In manette un italiano di 35 anni, accusato di truffa e amministrazione infedele
A sbancare stavolta sono stati gl’inquirenti. Ieri la magistratura ha messo le mani su quella che potrebbe essere la mente del clamoroso raggiro orchestrato ai danni del Casinò di Lugano. Il 35enne italiano è stato fermato in città. Truffa e amministrazione infedele aggravata le accuse con le quali il procuratore pubblico Moreno Capella lo ha deferito al GIAR, Edy Meli.
Sale dunque a quattro il numero delle persone finite in carcere per le vincite truccate ai tavoli del black jack. Agl’inizi di febbraio, come noto, le manette erano scattate ai polsi dell’ex-responsabile dei giochi e di due dei sei dipendenti sospesi cautelativamente dai vertici di via Stauffacher dopo la denuncia sporta in dicembre al ministero pubblico.
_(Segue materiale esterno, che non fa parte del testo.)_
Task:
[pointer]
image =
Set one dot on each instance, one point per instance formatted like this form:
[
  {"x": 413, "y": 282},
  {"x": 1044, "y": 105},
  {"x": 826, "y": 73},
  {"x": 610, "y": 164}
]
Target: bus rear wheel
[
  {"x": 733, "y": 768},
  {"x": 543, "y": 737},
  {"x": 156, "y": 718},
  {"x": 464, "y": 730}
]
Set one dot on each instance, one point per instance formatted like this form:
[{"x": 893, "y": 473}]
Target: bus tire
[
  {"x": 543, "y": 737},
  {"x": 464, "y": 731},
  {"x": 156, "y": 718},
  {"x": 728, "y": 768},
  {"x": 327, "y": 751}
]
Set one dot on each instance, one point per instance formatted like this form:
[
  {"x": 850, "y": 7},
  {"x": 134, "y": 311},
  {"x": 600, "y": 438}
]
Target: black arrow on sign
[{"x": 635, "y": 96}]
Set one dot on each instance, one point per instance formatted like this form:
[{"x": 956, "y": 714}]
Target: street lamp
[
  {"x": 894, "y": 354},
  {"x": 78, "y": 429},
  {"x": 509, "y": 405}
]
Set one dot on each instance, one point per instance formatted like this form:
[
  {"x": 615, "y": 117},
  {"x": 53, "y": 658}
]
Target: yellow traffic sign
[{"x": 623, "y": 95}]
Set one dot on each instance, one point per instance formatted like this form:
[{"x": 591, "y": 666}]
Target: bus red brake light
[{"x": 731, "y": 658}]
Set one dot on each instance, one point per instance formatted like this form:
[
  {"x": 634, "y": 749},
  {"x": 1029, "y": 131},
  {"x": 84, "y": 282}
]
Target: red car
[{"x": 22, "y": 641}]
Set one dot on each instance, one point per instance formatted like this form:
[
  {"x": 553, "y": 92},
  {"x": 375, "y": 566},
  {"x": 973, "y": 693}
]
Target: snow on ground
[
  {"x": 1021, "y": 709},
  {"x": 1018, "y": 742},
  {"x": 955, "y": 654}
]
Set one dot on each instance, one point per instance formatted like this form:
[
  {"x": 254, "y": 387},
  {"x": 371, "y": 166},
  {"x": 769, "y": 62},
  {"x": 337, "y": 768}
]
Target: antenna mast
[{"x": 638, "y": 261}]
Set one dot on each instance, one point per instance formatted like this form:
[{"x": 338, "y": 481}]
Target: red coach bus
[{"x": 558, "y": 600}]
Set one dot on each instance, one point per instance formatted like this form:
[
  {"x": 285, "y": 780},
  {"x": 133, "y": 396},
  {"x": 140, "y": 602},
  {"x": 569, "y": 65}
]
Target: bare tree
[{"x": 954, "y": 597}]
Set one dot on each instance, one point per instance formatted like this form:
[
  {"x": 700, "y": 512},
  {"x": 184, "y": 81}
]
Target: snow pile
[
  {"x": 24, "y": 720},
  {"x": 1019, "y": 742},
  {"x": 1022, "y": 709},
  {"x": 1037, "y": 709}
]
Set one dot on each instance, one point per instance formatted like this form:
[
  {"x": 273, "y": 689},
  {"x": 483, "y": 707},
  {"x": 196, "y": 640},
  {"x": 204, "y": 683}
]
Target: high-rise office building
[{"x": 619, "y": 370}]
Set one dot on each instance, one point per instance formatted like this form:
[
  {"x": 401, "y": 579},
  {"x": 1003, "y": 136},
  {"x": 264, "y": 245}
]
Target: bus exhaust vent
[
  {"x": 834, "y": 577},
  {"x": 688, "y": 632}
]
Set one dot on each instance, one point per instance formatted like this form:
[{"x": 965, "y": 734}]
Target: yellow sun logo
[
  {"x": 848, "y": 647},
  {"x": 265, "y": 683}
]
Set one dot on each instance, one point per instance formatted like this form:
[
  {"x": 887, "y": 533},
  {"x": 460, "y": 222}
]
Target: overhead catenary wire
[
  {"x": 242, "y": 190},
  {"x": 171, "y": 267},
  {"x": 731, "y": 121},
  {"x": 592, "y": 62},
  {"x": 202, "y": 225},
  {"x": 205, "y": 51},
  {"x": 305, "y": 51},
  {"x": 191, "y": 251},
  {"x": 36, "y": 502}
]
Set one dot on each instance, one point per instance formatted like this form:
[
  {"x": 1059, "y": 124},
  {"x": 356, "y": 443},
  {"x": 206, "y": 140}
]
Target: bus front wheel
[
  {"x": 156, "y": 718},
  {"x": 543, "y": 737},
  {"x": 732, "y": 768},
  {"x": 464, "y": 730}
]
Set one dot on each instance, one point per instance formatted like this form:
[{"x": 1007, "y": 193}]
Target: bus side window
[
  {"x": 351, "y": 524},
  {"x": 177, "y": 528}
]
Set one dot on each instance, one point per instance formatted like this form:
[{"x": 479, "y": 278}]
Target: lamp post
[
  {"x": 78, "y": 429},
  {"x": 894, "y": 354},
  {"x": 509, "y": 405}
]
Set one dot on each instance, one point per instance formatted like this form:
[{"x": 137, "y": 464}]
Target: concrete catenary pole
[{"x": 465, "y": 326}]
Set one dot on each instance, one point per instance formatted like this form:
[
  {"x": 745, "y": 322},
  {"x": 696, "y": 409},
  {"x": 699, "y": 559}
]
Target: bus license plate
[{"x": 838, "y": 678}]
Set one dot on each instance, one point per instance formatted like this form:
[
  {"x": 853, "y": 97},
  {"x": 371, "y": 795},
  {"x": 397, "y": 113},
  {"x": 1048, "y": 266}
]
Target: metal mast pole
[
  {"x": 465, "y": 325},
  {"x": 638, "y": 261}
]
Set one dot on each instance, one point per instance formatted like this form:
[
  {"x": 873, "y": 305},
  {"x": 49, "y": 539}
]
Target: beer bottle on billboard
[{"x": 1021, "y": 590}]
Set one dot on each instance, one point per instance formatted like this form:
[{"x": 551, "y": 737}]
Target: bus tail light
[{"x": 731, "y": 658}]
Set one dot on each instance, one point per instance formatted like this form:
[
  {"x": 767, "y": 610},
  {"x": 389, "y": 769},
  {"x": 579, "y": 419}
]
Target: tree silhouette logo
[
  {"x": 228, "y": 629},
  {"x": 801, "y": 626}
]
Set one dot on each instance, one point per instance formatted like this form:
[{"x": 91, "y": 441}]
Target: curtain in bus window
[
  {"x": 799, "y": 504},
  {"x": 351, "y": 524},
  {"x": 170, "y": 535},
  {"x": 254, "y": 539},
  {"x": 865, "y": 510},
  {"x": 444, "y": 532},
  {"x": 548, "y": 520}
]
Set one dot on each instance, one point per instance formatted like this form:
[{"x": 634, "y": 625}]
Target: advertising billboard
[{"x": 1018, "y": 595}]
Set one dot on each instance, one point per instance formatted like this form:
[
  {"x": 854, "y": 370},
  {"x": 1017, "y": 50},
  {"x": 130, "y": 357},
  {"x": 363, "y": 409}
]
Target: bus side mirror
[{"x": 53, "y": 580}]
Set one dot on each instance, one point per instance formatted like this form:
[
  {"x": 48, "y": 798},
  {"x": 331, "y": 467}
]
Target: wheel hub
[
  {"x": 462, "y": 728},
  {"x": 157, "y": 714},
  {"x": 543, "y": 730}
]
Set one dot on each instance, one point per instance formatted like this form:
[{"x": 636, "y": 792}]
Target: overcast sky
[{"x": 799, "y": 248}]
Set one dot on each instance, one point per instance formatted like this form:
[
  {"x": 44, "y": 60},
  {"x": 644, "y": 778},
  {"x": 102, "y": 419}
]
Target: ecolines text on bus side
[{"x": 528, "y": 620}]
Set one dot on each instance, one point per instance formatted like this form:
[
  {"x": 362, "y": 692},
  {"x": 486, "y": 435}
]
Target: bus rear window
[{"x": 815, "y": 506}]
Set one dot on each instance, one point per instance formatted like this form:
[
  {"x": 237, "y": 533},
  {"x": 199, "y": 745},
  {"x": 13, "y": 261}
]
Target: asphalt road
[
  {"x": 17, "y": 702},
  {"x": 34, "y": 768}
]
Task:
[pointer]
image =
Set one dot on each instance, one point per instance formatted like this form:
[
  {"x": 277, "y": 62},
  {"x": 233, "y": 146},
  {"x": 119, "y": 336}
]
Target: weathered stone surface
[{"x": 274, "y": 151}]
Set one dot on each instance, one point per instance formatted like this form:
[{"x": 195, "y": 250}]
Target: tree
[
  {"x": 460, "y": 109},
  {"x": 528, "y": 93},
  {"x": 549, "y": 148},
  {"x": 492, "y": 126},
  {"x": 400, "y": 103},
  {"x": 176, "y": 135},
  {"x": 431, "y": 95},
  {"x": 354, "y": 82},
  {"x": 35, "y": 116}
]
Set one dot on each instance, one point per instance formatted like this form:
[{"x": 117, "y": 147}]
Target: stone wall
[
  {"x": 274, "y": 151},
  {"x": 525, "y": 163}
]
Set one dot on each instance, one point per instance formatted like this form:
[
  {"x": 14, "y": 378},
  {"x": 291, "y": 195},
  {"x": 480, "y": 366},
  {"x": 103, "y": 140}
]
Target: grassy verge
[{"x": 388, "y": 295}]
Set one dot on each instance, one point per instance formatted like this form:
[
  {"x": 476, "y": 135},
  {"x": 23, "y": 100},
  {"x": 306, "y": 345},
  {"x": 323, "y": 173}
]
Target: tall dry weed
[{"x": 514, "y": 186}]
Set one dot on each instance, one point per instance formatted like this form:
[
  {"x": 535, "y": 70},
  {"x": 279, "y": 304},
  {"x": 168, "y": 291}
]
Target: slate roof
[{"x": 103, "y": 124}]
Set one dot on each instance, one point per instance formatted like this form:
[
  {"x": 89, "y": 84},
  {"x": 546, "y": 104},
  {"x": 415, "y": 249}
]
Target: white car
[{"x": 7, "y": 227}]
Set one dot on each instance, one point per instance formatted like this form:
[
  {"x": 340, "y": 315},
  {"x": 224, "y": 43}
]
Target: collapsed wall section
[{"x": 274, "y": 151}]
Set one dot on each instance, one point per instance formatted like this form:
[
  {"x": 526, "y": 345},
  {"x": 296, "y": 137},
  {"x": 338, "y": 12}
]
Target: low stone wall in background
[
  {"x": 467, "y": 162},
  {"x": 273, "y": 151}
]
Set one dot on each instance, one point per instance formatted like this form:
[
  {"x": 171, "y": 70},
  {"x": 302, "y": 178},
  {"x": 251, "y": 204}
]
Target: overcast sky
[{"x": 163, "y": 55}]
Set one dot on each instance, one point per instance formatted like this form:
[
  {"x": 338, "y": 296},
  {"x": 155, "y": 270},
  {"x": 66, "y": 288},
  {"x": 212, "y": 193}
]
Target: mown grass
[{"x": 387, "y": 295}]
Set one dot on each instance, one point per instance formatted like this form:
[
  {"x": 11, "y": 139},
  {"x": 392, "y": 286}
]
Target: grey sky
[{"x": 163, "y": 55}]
Sono state proprio le dichiarazioni rilasciate negli scorsi giorni dal terzetto, in parte reo-confesso, a permettere di risalire al 35enne. L’uomo non è un impiegato del Casinò. Si tratta di un complice esterno. Probabilmente, come detto, dell’organizzatore stesso del colpo. Un colpo studiato sin nei minimi dettagli; compreso il furto, dal caveau della casa da gioco, dei mazzi di carte poi utilizzati per barare ai tavoli. Ancora da quantificare il maltolto. La ricostruzione degli importi si sta rivelando particolarmente complessa.